When it comes to building and maintaining media relationships, credibility counts more than anything else. Once you signal a willingness to sacrifice that, media immediately sense the weakness and it permeates their perception of your organization, its management, products and brands.
Unfortunately, when credibility is compromised you don’t get a mulligan. That’s why corporate communications, marketing and public relations professionals owe it to the organizations they represent to give their communications processes the thought and scrutiny they truly deserve.
And yet, the overarching philosophy that best shapes the content and tonality of daily communications is often missing in action.
To Be In The News, You Have to Have News
Too many organizations let the enthusiasm of marketing trump the discipline of news gathering. What results is a disconnect between the ‘big picture’ communications strategies that best serve an organization and those that are dutifully implemented on a day-to-day basis. Capable brand managers, account executives and supervisors execute the immediate need for the release that must go out before noon, but few can say why it matters. They’re delivering what their boss requested.
Confident companies that understand the value of media relations and the currency their credibility represents will refrain from communications that fail to offer a significant newsworthy development. Struggling ‘underdogs’ and sometimes overzealous enterprises fail to appreciate that the quality of their content –not the frequency of outreach– matters most. By taking such risks promoting marginal news they jeopardize future media interest.
Why do so many firms take chances with news releases of little merit? They’re enamored with the upside potential (any media coverage) without weighing the downside risk (alienating 99.9% of print and broadcast news outlets). Many believe that if they throw enough lines in the water, someone’s going to bite. They haven’t learned the one constant of media relations:
Marginal info increased frequency = negative results.
With that prelude, the proper consideration should be given to every form of external communication if it’s intended to reach the media. Every conversation, email and news release is an opportunity to strengthen or weaken media relationships. They should never be done hastily. Here are some guidelines that should help maximize your opportunities:
How to Write News Releases You Won’t Regret
Communicate news; not what your client, your boss or the CEO wants you to say. Some companies decide news releases are necessary not because they have anything new to share, but because their competition garnered prime coverage in the evening news and they feel compelled or pressured to make a splash. If there is ever a doubt about the newsworthiness of a story, restraint is always best.
Respect reporters’ time and get to the point. That means you say it once. And you say it correctly the first time. The way to do that is to be as concise as possible and as thorough as necessary.
Inverted pyramid style works because it is inherently logical. Don’t fight it.
Anticipate all of the logical questions and answer them. If a reporter calls for information that’s missing from the press release then you dropped the ball.
Explain what has changed; why it’s news; why it’s news now; and identify exactly who is impacted by that news.
Your release is supposed to create an impression and lead to a conclusion. Once you’ve gotten there, stop. Don’t wander elsewhere.

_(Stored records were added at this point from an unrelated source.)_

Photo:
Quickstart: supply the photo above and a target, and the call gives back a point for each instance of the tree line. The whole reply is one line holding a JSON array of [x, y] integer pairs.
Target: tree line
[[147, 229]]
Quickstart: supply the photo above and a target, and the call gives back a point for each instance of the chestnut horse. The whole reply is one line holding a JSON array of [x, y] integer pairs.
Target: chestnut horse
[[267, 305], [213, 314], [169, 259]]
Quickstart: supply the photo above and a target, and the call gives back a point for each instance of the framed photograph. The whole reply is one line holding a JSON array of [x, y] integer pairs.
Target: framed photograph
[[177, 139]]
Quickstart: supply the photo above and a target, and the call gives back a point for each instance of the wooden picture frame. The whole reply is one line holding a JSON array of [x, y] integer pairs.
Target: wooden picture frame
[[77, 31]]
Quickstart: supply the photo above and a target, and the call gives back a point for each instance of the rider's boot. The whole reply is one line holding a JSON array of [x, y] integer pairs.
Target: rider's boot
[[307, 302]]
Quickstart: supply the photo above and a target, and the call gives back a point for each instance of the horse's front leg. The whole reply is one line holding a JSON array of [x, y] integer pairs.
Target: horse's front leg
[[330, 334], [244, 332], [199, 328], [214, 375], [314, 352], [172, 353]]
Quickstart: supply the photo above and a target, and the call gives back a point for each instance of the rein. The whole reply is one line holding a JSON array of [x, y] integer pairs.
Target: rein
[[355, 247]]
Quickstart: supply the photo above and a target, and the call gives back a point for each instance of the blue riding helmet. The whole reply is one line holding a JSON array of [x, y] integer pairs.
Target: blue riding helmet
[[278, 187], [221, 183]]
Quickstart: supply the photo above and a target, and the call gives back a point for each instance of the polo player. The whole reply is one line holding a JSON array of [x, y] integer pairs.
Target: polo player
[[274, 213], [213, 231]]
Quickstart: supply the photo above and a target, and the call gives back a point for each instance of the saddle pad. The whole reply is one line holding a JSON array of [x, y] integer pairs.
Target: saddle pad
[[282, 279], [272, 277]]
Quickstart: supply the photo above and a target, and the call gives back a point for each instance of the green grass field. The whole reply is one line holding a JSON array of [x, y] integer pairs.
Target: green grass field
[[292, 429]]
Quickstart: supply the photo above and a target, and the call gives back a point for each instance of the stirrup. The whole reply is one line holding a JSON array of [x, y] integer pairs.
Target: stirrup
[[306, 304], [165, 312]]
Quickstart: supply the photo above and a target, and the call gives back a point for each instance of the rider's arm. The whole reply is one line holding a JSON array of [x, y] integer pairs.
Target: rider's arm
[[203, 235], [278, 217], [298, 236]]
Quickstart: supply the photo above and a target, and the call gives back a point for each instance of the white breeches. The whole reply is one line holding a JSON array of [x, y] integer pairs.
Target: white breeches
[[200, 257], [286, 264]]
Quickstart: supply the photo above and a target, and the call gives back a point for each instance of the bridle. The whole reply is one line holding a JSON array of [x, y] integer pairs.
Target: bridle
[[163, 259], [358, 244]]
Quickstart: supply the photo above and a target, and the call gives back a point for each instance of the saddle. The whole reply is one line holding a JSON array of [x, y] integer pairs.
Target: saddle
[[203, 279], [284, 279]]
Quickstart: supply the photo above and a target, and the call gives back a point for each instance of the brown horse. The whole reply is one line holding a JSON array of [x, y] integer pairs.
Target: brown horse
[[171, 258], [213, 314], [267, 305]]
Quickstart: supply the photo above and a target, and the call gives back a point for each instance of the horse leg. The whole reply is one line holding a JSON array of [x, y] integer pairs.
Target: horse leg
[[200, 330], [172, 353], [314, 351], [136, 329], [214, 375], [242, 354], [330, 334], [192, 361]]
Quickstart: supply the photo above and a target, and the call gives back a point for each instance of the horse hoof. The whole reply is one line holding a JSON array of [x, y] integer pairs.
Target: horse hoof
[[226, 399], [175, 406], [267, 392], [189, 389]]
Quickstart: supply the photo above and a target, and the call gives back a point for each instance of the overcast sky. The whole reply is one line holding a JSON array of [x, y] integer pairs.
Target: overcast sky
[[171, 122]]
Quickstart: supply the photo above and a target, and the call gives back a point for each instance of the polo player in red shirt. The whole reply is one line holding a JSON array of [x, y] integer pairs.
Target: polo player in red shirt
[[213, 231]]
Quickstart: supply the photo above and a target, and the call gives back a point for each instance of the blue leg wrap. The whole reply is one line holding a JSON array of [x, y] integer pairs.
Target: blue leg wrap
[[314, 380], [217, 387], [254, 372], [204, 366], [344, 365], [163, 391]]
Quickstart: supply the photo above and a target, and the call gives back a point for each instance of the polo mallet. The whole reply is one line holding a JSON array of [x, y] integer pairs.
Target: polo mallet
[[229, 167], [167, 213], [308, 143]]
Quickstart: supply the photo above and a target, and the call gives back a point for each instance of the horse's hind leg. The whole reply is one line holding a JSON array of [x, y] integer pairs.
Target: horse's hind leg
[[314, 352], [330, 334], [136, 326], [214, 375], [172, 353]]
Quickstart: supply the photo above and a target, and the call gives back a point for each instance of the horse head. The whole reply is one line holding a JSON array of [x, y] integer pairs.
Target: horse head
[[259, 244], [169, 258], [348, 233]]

Is your release logical and lucid? If not, start over. It’s not enough to have all the correct elements in the correct sequence; and, it’s not enough to be plausible. It has to be right.
Quotes Should Be the Sail, Not the Anchor
Nothing challenges and calibrates a PR staffer’s editorial skills as comprehensively as the use of quotes. When used well they can carry the message and even become the story. Regretfully, too many careless writers string together too many words that say remarkably little.
Some releases, occasionally, must acknowledge internal ‘political’ considerations and accommodate egos. If you must include an obligatory quote attributed to a senior executive, make sure that quote matters.
Companies look bad when people in positions of authority offer comments that appear superfluous. Embarrass those people often enough and you may discover some of their capabilities up close and personal.
Quotes are enormously important. But so is clarity and brevity. If you cannot create something insightful within those parameters, kill it.
Resist the knee-jerk, self-congratulatory quotes to placate those above your pay grade. Boil down the quote to the essential and you will have produced a valid statement rather than white noise.
- Kill the clichés and industry jargon.
- Long-winded boilerplate is useless. Keep it to a few sentences, and include a web address if anyone needs additional information.
- Read it aloud and don’t send it anywhere until it’s been proofed by a second set of eyes belonging to someone who knows how to spell.
- When appropriate, include the links to audio, video, photos, graphics and online supplements. Text alone is a one-dimensional response to a multi-dimensional need. The release is supposed to make the reporters’ job easier. Don’t make them hunt.
- Smart reporters will always call for ‘fresh’ quotes that are not available to everyone. Make sure you have at least two knowledgeable people listed as contacts and provide cell phone numbers to ensure accessibility 24/7.
Demonstrate an ability to deliver consistent quality news and you’ll have separated yourself from the majority engaged in excess.